LiveCDs for delivery of ET applications?

| tags: enabling technology, programming, ideas, ubuntu

Our games and tools for kids with disabilities should run on whatever computer they have at the school (typically an old PC running some version of Windows or a Mac). One alternative to cross-platform testing might be a LiveCD that boots some OS (say Linux) and runs our software. Then our development environment is fixed and we're relying on the OS to cover over hardware differences. Pete and I spent a bit of time this last weekend trying our various LiveCDs to see how little memory they could be made to use.
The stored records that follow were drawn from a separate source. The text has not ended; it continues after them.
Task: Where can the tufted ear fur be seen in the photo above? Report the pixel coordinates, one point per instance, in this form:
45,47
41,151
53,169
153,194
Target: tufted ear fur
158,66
We used VMware as the test platform and tried Ubuntu, Xubuntu, Fedora 8, Puppy Linux, and Damn Small Linux. Something Ubuntu-based would suit me best because it is the environment I know. The results of our casual testing appear to be that 128 megabytes of memory is about the minimum for for the Ubuntu or Fedora livecds to boot properly. That isn't to say we couldn't make our own that would require less. Pete found Reconstructor which claims to make LiveCDs configured however you like. I'm guessing we could strip things down to the point that there isn't even a window manager. If I could get a single OpenGL rendering context that filled the screen I'd be pretty happy for most of our stuff.

I also tried Puppy Linux and DSL. I couldn't get Puppy to boot live in less than 64 megabytes. DSL would boot live in 32 megabytes but I couldn't do much else. I've ready that PyGame can be made to work under Puppy. I'm hesitant to go in that direction just because I'd be giving up the very supportive Ubuntu community and repositories.

None of these is as promising as I had hoped. I think I'll take a LiveCD with me when I visit Andrew's Elementary later this week and see if I can get one to boot on the PC's there.

Pros of LiveCDs:

  • We're in charge of the environment our software runs in.
  • We'd never have to test on Vista
  • No worries about the IT department being unwilling to install the software (lots of teachers complain about this).
  • Simple for teacher's to use with no complicated installation instructions

Cons of LiveCDs:

  • Apparently requires a pretty beefy machine with 64 to 128 megabytes of memory and CD drive.
  • Unclear how many different hardware configurations are really supported in a strict plug-and-play way (no way I'm going to get teachers to type options for the boot command).
  • They would be impossible for most users to download because they are so big.